Psychic Ills

Psychic Ills: We could try it one more time

“I can’t imagine not playing music,” admits Tres Warren.

As the frontman of Psychic Ills, he and Elizabeth Hart have been doing just that for over a decade.

“We met in art class and just had things in common,” he remembers of meeting the group’s bassist at university. “We were a couple, we were together for a long time and started a band. Now we’re like family and we’re still playing music together,” he explains.

“Generally the material starts with me, but I like the collaborative aspect of having somebody come in along the way and record together – I think it’s just fun to have a group.”

Their earliest work was exploratory and improvisational.

“We started out home recording, programming drum machines, playing guitar, and writing songs. I learned to record as I learned how to write songs,” he recalls.

“I still like some of them,” the Texas-born singer-guitarist admits of those first recordings. “I can definitely see things I’d like to change, but I think most people can and it’s important to get past that at a certain point and give it to the world and see what they think about it.

“Some people take 20 years to make a record and that’s cool too, but it’s also about how other people react to it. They’re not thinking about it exactly the way you’re thinking about it – they don’t see the same faults you do.”

The soft-spoken Warren continues to see faults in his work, even accomplished new album ‘Inner Journey Out’.

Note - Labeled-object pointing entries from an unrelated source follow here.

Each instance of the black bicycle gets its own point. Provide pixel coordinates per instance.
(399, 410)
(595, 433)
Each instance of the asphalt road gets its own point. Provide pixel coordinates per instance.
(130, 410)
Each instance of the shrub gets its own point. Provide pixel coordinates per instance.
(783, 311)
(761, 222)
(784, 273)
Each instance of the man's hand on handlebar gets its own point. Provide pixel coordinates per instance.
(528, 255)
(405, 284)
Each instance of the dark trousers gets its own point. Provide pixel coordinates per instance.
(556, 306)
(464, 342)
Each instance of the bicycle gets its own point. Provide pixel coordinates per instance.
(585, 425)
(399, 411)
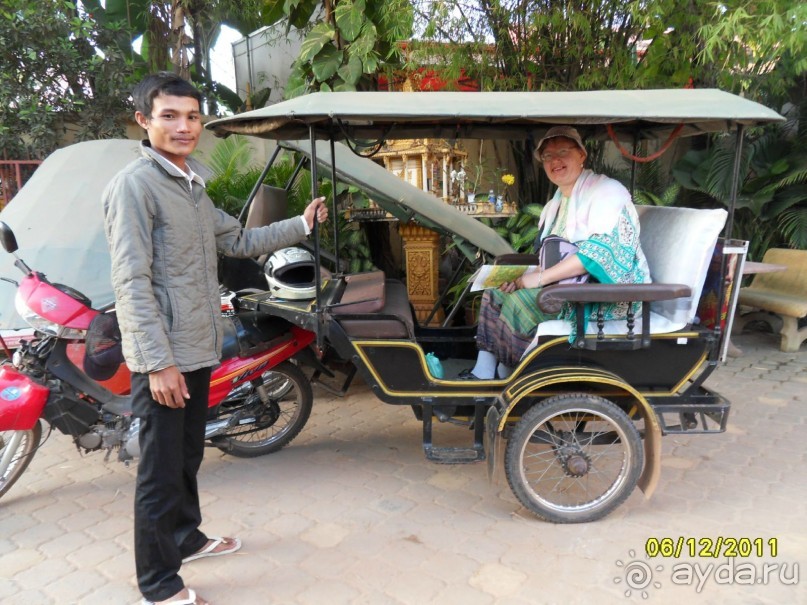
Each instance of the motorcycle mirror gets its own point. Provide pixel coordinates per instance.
(7, 238)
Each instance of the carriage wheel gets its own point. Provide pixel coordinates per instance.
(573, 458)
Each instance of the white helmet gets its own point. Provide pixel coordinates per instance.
(291, 274)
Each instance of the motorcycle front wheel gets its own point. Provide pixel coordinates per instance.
(270, 412)
(17, 449)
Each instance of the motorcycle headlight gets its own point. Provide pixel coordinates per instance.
(45, 326)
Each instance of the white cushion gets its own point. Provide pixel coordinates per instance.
(678, 244)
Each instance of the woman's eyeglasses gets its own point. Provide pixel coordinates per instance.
(559, 153)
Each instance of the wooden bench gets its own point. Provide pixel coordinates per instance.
(780, 297)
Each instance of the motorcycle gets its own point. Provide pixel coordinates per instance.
(259, 398)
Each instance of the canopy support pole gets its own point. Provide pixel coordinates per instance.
(735, 178)
(258, 184)
(333, 203)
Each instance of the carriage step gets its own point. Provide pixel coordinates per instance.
(454, 455)
(693, 418)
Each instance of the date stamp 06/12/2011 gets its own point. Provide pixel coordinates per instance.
(713, 548)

“Maybe there’s too many songs on this record, I don’t know,” he muses at one point, “but I wanted to make a long record. I don’t want to make it an endurance test but I like when you put something on and you can get lost in the feeling of it.

“I know that people generally listen to singles or download a song but I definitely still like listening to a whole record and if there are some singles that pop up throughout that, that’s great.”

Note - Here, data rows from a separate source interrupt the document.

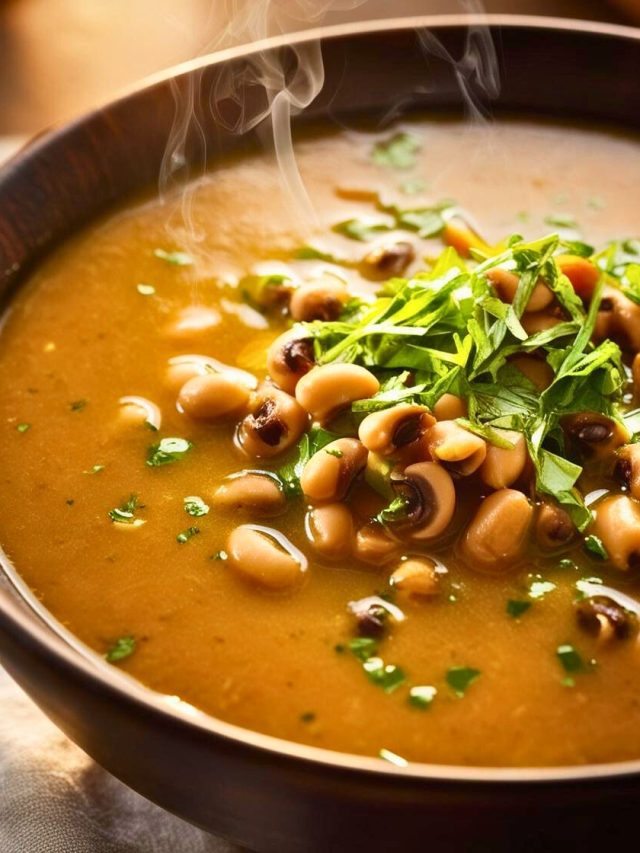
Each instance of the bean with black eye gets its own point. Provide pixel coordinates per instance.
(617, 525)
(387, 260)
(329, 473)
(603, 617)
(327, 389)
(457, 448)
(289, 357)
(554, 528)
(319, 300)
(392, 429)
(275, 422)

‘Inner Journey Out’ certainly delivers on that front – in particular the song ‘I Don’t Mind’, which features the vocals of Mazzy Star’s Hope Sandoval.

“She’s got an amazing voice,” marvels Warren, whose band supported Mazzy Star on a 2013 US tour. So once he’d recorded the song, envisioned as a duet in the style of Nancy Sinatra and Lee Hazlewood’s 1968 album ‘Nancy & Lee’, he sent it to her.

“She really liked it and sang on it,” he offers, simply. “It worked out the best way that it could have – I had this idea that it would be this ‘Nancy & Lee’ type thing and it didn’t turn out exactly like that. But I like how it did – like an old country duet, but not quite.”

Warren has long excelled at delivering such unexpected twists in his music, but now the element of surprise even extends to the artwork of ‘Inner Journey Out’, which resembles a brown paper bag.

“I wanted something that was very plain and didn’t say too much on the outside, but when you got inside of it there was a lot going on,” he concludes with typical understatement.